BEIJING -- The People's Bank of China, the country's central bank, and the Ministry of Finance are trading blame over an economic slowdown brought on by efforts to cut China's debt. The rare public spat also highlights the country's deep-rooted problems with bad loans.
In mid-July, Xu Zhong, head of the central bank's research department, issued a report in his own name saying that China's fiscal policy is rather tight. To call the Finance Ministry's policy expansionary without an increase in fiscal deficit was "fraud," Xu said.
As evidence, Xu cited figures showing that the deficit fell to 2.6% of gross domestic product in 2018 from 3% in 2017, and that tax revenues are growing faster than the economy as a whole. He also criticized the ministry's delays in disclosing information, saying it was reminiscent of the planned-economy era.
Just days after Xu published his report, a Finance Ministry official, writing under the pseudonym "Qingchi," attacked Xu's paper, saying that focusing on the fiscal deficit was too simplistic. The official also took a shot at the central bank, saying the bank's efforts to internationalize the yuan have been at a standstill and that the bank's thinking was like that of a small country.
At the heart of the dispute is the government's deleveraging drive. Since the start of the year, the leadership under President Xi Jinping has instructed local governments and state-owned companies to reduce their debts, and it has tightened restrictions on the so-called shadow banks in hopes of staving off a financial crisis.
The policy appeared sound, but then the trade war with the U.S. broke out. Beijing's attempts to cushion the blow of debt reduction with more exports, which drove China's growth last year, came up short.

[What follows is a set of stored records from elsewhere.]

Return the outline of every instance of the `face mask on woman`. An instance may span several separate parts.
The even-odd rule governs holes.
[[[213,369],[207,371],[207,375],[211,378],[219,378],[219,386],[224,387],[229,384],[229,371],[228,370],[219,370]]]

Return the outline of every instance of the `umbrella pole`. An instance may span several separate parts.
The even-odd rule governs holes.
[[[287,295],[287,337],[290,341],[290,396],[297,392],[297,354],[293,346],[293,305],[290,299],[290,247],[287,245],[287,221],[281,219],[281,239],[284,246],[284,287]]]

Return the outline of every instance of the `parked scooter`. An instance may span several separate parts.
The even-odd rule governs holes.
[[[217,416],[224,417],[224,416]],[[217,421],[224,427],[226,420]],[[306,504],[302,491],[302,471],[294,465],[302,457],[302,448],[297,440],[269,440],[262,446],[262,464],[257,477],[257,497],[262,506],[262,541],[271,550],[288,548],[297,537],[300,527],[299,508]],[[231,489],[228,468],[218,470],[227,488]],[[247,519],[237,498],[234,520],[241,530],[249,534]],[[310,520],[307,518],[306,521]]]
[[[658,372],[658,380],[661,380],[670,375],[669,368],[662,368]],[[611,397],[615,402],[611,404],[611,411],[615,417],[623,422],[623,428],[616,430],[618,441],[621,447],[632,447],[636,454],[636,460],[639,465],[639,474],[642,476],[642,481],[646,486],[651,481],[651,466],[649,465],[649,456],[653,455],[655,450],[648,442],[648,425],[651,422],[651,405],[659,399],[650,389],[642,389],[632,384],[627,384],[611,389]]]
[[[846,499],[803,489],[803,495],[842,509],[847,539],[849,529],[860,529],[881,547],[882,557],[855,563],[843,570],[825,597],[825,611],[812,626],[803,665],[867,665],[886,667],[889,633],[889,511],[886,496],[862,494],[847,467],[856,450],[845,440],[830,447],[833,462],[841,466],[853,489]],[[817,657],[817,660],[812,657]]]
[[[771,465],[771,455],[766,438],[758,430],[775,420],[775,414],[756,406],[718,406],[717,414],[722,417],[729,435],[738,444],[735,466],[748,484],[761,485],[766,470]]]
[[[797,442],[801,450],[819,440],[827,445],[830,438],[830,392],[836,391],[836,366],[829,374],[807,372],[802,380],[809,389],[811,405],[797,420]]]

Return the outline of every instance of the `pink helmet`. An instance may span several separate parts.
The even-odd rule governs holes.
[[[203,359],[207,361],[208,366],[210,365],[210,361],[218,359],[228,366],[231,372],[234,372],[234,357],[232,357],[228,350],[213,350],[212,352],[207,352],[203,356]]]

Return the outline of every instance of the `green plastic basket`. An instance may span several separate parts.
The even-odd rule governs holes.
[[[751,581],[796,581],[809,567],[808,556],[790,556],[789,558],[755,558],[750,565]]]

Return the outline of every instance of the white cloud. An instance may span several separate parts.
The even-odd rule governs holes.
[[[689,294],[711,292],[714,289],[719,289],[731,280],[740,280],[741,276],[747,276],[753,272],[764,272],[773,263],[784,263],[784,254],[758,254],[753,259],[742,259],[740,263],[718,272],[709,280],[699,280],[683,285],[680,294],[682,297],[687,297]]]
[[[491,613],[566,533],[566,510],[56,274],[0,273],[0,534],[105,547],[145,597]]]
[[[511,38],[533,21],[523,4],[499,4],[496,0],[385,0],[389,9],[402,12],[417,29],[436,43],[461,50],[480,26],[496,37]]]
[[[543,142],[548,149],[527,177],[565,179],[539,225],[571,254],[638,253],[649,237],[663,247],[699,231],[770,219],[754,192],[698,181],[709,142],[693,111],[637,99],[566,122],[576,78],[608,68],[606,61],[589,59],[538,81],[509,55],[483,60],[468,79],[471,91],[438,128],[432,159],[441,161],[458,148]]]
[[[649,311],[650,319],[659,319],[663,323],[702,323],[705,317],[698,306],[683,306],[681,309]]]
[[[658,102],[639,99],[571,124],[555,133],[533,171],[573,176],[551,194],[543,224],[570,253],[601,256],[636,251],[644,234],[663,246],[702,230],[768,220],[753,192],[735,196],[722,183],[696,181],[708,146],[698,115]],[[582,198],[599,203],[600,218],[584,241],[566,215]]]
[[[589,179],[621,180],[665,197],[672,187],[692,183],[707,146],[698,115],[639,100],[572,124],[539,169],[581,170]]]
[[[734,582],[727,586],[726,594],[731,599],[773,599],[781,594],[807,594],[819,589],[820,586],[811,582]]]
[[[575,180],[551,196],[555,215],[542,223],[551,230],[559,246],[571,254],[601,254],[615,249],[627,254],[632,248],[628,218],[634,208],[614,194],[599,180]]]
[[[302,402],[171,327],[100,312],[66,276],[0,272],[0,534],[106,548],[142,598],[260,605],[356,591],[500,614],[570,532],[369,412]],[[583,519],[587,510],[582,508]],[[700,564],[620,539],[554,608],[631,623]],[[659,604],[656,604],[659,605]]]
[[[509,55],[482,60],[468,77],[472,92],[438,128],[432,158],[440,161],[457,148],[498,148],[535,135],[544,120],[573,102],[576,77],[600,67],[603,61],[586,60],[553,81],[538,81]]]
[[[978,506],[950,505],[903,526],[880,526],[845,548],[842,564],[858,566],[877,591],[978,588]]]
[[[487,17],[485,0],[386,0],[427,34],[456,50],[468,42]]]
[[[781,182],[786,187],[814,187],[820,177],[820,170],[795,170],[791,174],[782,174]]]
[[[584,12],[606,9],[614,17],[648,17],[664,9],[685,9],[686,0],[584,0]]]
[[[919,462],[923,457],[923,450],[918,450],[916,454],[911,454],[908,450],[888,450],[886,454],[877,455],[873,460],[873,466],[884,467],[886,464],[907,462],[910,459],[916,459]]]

The central bank and Finance Ministry are split over whether heavier fiscal spending or monetary easing should be used to prop up the economy.
Xu could not have published the report without the permission of senior officials at the bank. Most are thought to agree with him.
The ministry, for its part, thinks the bank picked a fight with it because the bank is taking criticism for its debt-reduction drive. The deleveraging campaign is far from popular with local governments, which have been forced to halt infrastructure building due to a lack of funding. The city of Leiyang, in China's inland Hunan Province, has had trouble paying its employees, due largely to the lending crunch, according to a local Communist Party official.
Bad debts are a big part of the problem. Banks have used shadow banking system to keep off their books low-profitable high-risk loans for local infrastructure projects.
Experts had expected the stricter rules on shadow banking sector to force banks to take those loans back and increase capital. Xu acknowledged in his report that state-owned financial institutions would require an injection of public funds. The key question is how to dispose of the bad loans to local governments and companies affiliated with them.
Beijing's restrictions on local government debts have resulted in a lot of borrowing being swept under the rug. The Finance Ministry has repeatedly tried to disavow these debts, but Xu feels this is wrong. He insists that if the authority does not take responsibility for their debts, the central government should step in and inject public funds into banks. Qingchi countered, saying that determining whether such capital injections were a priority, even though the government adopt a proactive fiscal policy, requires careful examination.
In the end the State Council, headed by Premier Li Keqiang, in late July called on the central bank to provide more liquidity and for the Finance Ministry to increase infrastructure spending. Reforms meant to rein in China's debt are on hold for the time being.